The conflation of “playing hard to get” with confusion from not explicitly and forceful rejecting repeated advances is disingeneous to say the least. That is like arguing that it was okay to T-bone car in front of you because it was in the intersection the traffic light turned green. Just because someone doesn’t explicitly tell you to stop making advances doesn’t mean that you should persist in making repeated advances ad infinim. And in the case of Filner, or generally any vocational or classroom environment, the person making the advance should be especially sensitive to the recipient wanting to defuse the situaiton without creating a larger problem or being penalized, particularly if there is a imbalance in power in favor of the proposer. This is why many workplaces frown on excessive fraternization between managers and subordinates and often prohibit someone in a management position involved in a romantic relationship to oversee their partner.

Even when such relationships aren’t probibited and is even purportively consentual, men in positions of authority (and women, but this is predominately a male problem) should be circumspect about relationships with subordinates. Bill Clinton denying that he had sex with Monica Lewinski or casting disrepute on Gennifer Flowers, and using his office and authority to shield himself from credible accusations of sexual harassment by Paula Jones and Kathleen Willey, is as much of an abuse of authority (if not the extent of assault) as Weinstein or Kevin Spacey, particularly given his influence and ability to negatively impact his accusers’ future financial and vocational opportunities, which is an issue that many on the left of the political side of the spectrum have studiously tried to avoid discussing just as much as his Republican opponents have tried to rationalize it as a legitimate justification for impeachment proceedings.

In short, if you don’t have enough social grace to intepret a polite blowoff, and don’t have the good sense to not proposition people in an inappropriate manner, you should probably be more circumspect about who you approach and how. Blaming everyone else for not making things clear and simple for you is what toddlers do in order to avoid being in blamed for misbehavior.

Stranger

Sometimes it is, sometimes it’s not.

But even ambiguity itself is also a form of deception, and if the target saw through it and appreciated what was being done, then there would be no ambiguity. So the effort to create ambiguity is relying on the notion that the target will not fully appreciate what’s going on.

But as above, it’s a lot broader than that. Psychologists have put forth various theories on how and why playing hard to get works. See e.g. here, or here, et al.

I submit that “playing hard to get” =/= disinterest or repeated rejection.

That’s obviously true.

But it’s sometimes easy to confuse one for the other, especially if the target is not skilled at picking up social cues or is motivated to believe it’s not what it actually is, or if the player is not skilled at giving out social cues.

I remain confused about the point of this thread.

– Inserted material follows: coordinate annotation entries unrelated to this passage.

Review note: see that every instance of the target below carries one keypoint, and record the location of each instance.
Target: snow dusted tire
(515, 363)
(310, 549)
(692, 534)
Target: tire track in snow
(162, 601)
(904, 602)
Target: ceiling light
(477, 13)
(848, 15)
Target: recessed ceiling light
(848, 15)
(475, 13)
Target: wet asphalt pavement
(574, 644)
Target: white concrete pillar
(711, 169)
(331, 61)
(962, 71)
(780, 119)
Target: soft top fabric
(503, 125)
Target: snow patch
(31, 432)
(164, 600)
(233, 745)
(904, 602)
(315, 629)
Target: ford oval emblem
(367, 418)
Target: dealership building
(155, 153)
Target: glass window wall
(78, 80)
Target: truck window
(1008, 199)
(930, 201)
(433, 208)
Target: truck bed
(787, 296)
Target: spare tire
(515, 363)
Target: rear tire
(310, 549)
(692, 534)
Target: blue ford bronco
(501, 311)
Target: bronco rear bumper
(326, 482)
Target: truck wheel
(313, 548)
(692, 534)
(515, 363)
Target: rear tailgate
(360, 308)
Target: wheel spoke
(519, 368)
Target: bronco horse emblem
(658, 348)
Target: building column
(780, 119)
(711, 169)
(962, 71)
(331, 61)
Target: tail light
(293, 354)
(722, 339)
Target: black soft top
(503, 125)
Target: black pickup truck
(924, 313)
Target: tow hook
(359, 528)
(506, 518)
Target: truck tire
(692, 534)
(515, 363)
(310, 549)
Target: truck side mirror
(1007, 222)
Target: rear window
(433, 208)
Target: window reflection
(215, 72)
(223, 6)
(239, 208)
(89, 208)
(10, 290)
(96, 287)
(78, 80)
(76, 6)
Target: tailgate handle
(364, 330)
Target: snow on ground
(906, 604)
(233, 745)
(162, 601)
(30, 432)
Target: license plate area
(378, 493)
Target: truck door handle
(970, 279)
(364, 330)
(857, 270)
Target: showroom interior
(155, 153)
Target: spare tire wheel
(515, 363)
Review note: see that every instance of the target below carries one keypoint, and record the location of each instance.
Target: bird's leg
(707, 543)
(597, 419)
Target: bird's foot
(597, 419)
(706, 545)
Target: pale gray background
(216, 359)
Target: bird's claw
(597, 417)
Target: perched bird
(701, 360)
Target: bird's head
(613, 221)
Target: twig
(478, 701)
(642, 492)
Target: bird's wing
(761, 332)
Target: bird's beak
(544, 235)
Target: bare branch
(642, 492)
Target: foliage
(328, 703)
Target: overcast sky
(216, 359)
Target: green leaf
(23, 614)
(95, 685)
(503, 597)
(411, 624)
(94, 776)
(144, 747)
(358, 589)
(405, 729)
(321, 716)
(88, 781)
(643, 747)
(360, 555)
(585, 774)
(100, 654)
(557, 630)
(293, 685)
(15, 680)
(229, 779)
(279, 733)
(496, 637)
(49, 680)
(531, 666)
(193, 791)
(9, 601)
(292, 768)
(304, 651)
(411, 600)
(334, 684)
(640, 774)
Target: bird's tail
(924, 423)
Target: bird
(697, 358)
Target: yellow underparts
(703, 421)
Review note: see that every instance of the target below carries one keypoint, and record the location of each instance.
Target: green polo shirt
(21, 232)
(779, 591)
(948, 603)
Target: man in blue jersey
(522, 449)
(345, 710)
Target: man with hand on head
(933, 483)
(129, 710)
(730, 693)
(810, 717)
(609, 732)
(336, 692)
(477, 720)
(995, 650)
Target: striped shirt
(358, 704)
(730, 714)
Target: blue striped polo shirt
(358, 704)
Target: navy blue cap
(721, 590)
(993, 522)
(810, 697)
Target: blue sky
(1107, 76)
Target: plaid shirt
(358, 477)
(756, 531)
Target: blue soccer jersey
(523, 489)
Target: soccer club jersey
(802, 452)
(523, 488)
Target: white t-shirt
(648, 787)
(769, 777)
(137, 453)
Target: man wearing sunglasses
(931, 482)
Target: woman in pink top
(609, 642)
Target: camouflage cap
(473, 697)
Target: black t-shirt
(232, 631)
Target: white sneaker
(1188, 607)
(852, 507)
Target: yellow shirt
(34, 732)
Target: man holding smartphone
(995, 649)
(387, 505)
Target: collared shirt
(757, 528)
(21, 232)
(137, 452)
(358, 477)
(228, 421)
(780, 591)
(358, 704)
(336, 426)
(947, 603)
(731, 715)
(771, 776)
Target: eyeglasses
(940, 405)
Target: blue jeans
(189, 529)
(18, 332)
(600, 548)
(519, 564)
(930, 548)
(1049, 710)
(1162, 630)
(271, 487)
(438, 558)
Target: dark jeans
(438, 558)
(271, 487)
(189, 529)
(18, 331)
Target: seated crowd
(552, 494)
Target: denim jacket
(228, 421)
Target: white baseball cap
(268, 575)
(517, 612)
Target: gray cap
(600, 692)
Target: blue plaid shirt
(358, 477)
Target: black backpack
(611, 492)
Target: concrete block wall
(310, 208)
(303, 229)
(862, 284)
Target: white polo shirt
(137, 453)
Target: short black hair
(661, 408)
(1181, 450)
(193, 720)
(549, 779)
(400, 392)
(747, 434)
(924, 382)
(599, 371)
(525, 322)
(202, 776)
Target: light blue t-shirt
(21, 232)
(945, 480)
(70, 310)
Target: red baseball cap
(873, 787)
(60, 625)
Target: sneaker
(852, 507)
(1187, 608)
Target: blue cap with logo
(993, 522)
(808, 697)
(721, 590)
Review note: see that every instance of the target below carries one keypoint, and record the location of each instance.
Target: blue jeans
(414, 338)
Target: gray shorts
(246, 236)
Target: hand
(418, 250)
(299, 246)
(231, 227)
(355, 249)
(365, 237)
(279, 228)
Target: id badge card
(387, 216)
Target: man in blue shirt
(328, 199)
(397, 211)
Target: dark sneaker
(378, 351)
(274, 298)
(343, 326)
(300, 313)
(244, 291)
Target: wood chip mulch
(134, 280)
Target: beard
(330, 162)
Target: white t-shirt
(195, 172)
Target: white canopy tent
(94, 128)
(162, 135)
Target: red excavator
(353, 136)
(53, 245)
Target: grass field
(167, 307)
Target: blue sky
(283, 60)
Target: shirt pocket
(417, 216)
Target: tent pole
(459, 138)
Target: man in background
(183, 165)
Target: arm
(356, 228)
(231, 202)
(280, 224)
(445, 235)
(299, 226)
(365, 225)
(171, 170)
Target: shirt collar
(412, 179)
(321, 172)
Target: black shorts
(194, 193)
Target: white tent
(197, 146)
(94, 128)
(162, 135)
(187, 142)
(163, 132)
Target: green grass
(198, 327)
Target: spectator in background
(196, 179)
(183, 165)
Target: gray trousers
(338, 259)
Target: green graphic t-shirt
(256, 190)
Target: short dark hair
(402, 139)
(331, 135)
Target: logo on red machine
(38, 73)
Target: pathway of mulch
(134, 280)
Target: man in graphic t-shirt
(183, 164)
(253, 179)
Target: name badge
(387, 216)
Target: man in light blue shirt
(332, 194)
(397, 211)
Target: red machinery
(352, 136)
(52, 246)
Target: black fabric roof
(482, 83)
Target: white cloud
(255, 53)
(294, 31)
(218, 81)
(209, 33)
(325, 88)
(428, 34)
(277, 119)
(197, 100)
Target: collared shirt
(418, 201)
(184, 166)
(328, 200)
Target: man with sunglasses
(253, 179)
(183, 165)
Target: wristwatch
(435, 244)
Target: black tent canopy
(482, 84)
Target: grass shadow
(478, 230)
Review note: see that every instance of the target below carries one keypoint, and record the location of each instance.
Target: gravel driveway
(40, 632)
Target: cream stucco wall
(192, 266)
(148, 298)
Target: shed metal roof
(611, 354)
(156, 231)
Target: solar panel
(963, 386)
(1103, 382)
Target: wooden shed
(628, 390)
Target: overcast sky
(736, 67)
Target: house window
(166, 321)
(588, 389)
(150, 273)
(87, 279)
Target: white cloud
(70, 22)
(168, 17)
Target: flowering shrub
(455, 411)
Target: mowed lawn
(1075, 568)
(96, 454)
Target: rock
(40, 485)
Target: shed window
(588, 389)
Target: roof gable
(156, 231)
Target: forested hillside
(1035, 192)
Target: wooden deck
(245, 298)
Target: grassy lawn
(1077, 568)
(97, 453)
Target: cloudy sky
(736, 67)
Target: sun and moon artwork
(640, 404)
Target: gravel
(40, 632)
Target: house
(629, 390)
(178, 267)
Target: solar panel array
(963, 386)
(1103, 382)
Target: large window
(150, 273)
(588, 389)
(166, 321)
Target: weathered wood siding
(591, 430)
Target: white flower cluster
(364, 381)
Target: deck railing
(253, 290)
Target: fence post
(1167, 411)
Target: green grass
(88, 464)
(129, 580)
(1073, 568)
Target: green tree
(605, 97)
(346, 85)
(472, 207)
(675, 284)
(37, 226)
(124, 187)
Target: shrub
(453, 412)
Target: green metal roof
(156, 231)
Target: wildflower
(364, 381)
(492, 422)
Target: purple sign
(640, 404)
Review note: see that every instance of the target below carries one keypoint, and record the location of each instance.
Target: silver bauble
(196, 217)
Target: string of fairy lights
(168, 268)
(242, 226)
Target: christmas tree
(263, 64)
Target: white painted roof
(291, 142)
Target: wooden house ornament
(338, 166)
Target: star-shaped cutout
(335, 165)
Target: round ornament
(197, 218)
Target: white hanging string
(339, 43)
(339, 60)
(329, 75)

If you’re in a work environment, it doesn’t matter whether you’re hearing no because she’s “playing hard to get” or because she really doesn’t want to go out. After a few asks, you have to stop in order to avoid a hostile work environment, especially if the response was “no”. So, “playing hard to get”, as much as that exists, should not be a concern in a work environment, since you have to back off anyway.

If you’re not in a work environment, what negative effects do you think will happen if you persist, that wouldn’t have happened for time immemorial? You’ll either be accepted, rejected, mocked, etc., but that has always been true. You won’t get into any legal trouble if you’re hassling a friend, as long as you’re not stalking.

So, can you clarify the point of this thread?